All of this is not to say that there aren’t terrible racial inequities in this country. If the news coverage has been biased, than we should think carefully about how all crimes should be covered.

But while news coverage is important, I’m far more interested in a different question – how do institutions treat people differently?

The shootout happened at an event for which a “coalition of motorcycle groups had reserved the outdoor bar area.”

Just right there that sounds different.

These are groups known for illicit activity and violently defending their territory. Yet their freedom to assemble remains impinged.

Frankly, I think that’s good. While it may come with some risk, there’s a reason that right is guaranteed to us in the Constitution.

However, it’s a right that can be easily taken a way by mandatory curfews for an entire city.

Police arrived on the scene in Waco “within 30 to 45 seconds” of the first gunshots. They opened fire on the warring gang members only after “some bikers turned their weapons on law enforcement.”

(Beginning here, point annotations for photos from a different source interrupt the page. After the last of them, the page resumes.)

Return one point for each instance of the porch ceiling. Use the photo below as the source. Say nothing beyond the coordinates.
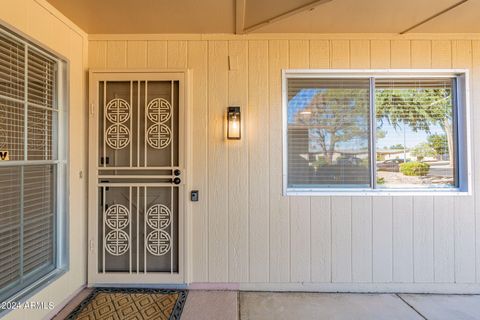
(219, 16)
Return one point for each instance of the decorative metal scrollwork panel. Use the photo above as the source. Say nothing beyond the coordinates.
(117, 241)
(138, 152)
(158, 240)
(139, 229)
(139, 123)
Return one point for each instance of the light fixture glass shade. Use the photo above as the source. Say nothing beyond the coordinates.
(234, 127)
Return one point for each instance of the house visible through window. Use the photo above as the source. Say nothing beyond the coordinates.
(374, 132)
(32, 165)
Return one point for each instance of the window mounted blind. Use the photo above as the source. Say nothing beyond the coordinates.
(415, 128)
(28, 132)
(328, 129)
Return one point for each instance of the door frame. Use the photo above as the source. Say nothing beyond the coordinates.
(94, 277)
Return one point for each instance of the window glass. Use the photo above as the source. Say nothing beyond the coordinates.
(414, 133)
(375, 132)
(31, 165)
(328, 133)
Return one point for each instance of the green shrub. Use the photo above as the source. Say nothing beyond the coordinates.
(414, 168)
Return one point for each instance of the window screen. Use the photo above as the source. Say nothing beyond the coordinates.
(372, 132)
(29, 126)
(328, 133)
(415, 145)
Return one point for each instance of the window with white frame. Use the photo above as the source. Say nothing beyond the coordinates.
(375, 131)
(32, 166)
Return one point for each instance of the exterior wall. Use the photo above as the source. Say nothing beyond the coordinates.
(245, 234)
(41, 23)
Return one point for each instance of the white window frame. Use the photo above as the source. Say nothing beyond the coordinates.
(463, 125)
(61, 167)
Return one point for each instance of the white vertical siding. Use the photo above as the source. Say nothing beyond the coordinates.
(244, 229)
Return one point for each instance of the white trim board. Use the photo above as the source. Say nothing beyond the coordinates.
(440, 288)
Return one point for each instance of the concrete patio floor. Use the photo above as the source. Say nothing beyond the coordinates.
(233, 305)
(230, 305)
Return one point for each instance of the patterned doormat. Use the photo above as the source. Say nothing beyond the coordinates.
(130, 304)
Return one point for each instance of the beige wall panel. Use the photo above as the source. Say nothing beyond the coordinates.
(402, 218)
(341, 239)
(444, 239)
(400, 54)
(309, 239)
(137, 54)
(476, 139)
(279, 204)
(116, 54)
(361, 239)
(97, 54)
(177, 54)
(382, 229)
(421, 54)
(380, 52)
(423, 241)
(198, 62)
(321, 239)
(360, 54)
(319, 54)
(238, 166)
(340, 54)
(441, 54)
(157, 54)
(258, 153)
(15, 16)
(217, 162)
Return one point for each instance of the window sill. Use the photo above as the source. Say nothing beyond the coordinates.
(373, 193)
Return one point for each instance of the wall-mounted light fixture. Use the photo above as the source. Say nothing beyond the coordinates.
(234, 126)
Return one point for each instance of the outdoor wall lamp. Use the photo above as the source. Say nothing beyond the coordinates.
(234, 126)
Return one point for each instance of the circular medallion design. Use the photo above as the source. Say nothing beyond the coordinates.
(159, 110)
(117, 111)
(3, 139)
(116, 216)
(158, 216)
(36, 136)
(117, 136)
(158, 242)
(117, 242)
(159, 136)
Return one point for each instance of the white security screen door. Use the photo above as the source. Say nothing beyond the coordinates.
(137, 172)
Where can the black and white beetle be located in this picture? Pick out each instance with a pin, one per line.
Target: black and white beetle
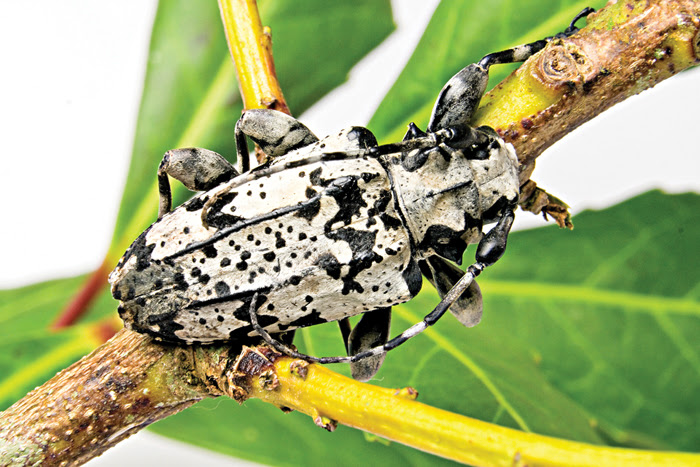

From what I can tell, police responded swiftly, strongly, and appropriately – none of which were true in Baltimore. In that city, police set up a situation almost destined to turn into a riot, and then didn’t have enough force to shut down what they created.

Baltimore was a hot mess from top to bottom.

It’s hard to tell empirically just what led to the different responses. Baltimore is a city know for its corruption and mismanagement. Texas is…a place where its not surprising that they have no qualms about hosting a gathering of armed criminals.

It’s almost impossible to believe that race wasn’t a factor in this differing response, but I also wonder – are there lessons we can learn more broadly from Texas about institutional support and police response?

That is to say, we shouldn’t just be asking whether media has a double standard. We should be asking that of ourselves and of all our institutions.